Unquestionably, the Air Force needs to retain experienced operators if the service hopes to remain the most powerful air force on the planet. The question of how to best do this surfaces in many areas. How to retain more women and minorities? How to retain more fighter pilots? Earlier this week, Defense Industrialist editor James Hasik asked the same regarding the Air Force’s remotely-piloted aircraft (RPA) pilot force. He penned an article decrying the Air Force’s three-pronged approach of pay, pool, and potential.

The reality is, two years ago, the Air Force shelved thousands of Airmen, a choice Congress foisted on the service. Congress has repeatedly tied the Air Force’s hands by refusing to allow a base realignment and closure (which, ceteris paribus, would free up money for personnel and modernization), and Congress has yet to remove the specter of sequester. Couple those conditions with a quarter-century of combat and increasing combatant commander requirement, and you’re left with the “smallest, oldest, and least ready [Air Force] in history.” 

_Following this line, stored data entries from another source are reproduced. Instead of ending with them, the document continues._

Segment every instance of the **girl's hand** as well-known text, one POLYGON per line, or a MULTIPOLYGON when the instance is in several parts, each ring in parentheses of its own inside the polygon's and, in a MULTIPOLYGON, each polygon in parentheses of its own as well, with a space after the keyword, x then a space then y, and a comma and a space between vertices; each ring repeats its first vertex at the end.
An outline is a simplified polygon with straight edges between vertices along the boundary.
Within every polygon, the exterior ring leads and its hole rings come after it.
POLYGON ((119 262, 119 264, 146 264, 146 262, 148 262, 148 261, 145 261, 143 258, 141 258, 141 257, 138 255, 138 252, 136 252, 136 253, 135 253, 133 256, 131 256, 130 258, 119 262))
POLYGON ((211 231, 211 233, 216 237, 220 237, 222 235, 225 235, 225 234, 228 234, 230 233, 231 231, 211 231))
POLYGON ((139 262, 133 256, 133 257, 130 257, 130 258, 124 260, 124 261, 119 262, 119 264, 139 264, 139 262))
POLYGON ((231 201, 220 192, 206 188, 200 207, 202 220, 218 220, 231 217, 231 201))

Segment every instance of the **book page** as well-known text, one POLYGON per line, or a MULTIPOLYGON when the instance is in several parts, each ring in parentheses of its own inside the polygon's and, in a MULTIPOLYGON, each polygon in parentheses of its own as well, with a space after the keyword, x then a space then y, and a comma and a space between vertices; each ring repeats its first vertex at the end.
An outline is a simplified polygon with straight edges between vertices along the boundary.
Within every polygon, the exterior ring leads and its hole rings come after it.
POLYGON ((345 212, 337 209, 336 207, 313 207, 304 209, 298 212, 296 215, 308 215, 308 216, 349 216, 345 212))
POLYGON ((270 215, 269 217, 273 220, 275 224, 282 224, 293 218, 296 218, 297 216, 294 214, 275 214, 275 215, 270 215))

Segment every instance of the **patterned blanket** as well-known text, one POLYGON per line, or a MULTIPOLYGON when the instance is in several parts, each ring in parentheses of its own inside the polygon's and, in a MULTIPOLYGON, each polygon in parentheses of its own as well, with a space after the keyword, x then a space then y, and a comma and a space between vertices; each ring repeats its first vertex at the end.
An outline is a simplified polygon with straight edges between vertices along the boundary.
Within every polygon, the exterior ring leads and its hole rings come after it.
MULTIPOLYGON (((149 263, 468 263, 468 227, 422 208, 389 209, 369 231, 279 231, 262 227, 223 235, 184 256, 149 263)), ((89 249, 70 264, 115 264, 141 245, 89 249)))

Hasik conveniently sets aside these legislative and wartime realities and attacks the only remaining levers available to senior leaders. Hasik’s first criticism is “…that the ‘pay-and-benefits’ approach will still only get the Air Force so far so fast.” Hasik assaults the bonus plan by rephrasing the law of diminishing returns, casting the $35,000 RPA bonus as all but ineffectual.

As the beneficiary of monthly aviation career incentive pay and a five-year pilot bonus, the money I received did play a factor in my decision to not leave the Air Force. But it wasn’t the only factor. I suspect this mindset likely holds true for the ‘enterprising’ aviation and submarine force Hasik cites, a force who is eligible to receive either aviation continuation pay or nuclear officer incentive pay. Offering bonuses to RPA officers who fly three times as many hours as “the silk scarf crowd” is a solid first step. Whether or not lieutenants or senators deserve more pay is not particularly relevant to the Air Force’s choice to pay RPA pilots more money. Considering the life-and-death decisions these Airmen make on a daily basis, I don’t find it unseemly at all.

Expanding pilot sourcing options was another smart Air Force move. Hasik seems to disagree with the choice of the aircraft, writing that it’s “like operating an Army drone.” The selection of the RQ-4 Global Hawk was deliberate. The RQ-4 did not suffer the same manning issues as the MQ-1 Predator or MQ-9 Reaper, offering a more stable training environment for this new initiative. Proposed congressional directives to further enlarge the pipeline without understanding the effects may undermine a system that has already started to “correct pilot shortfalls.”

Moreover, it is not, as Hasik intimates, a non-thinking person’s weapons system. Enlisted candidates must take the EPQT (Enlisted Pilot Qualifying Test) and TBAS (Test for Basic Aviation Skills), pass a flight physical, and meet a screening board. And that’s all before selection. Afterwards, the training pipeline lasts several months and involves multiple hours of practice flights and emergency scenarios. All this in preparation to execute combat missions almost immediately after graduation. An error as small as entering a “0” instead of a “1” into an aircraft navigation system can land you on the wrong continent. It takes a tremendously capable and intelligent individual to perform in combat, and that’s who the Air Force is choosing to fly these weapon systems.

Lastly, Hasik describes more “enterprising” individuals as having entered the aviation and submarine force. As the New York Times reported, less than 0.5 percent of the population serves in all-volunteer military. The preponderance of the force signed up after 9/11, meaning they volunteered to serve in a time of combat. As a result, our Air Force is fortunate to have some of the most “enterprising” individuals in every career field and across the service, and they are certainly not unique to the pilot career field.

Computers and aptitude tests don’t yet have the fidelity to screen for the most imaginative and resourceful Airmen. Cultivating a crop of creative Airmen comes from leaders who are comfortable with innovation and who trust their subordinates to think outside the proverbial box. As a squadron commander, it was my Airmen who developed the most imaginative and cost-conscious solutions to pressing problems. In fact, innovative Airmen are projected to save the service $120 million

Returning to the question of the RPA force, Hasik is right to assert that creativity is important when establishing a new career specialty. RPA crews have flown millions of hours. We’re pushing more money, time, and resources to the RPA community. Together with the Army, Navy, Marines, and Coast Guard, these enterprising men and women give our Nation an unmatched advantage over our adversaries. If Hasik truly believes these career fields lack traits such as adaptability, creativity, imagination, and innovation… that’s the real shame.

Lt. Col Fairchild is the US Air Force Senior Fellow at the Atlantic Council. The views expressed in this article are those of the author and do not necessarily reflect the official policy or position of the Air Force, the Department of Defense, or the US Government.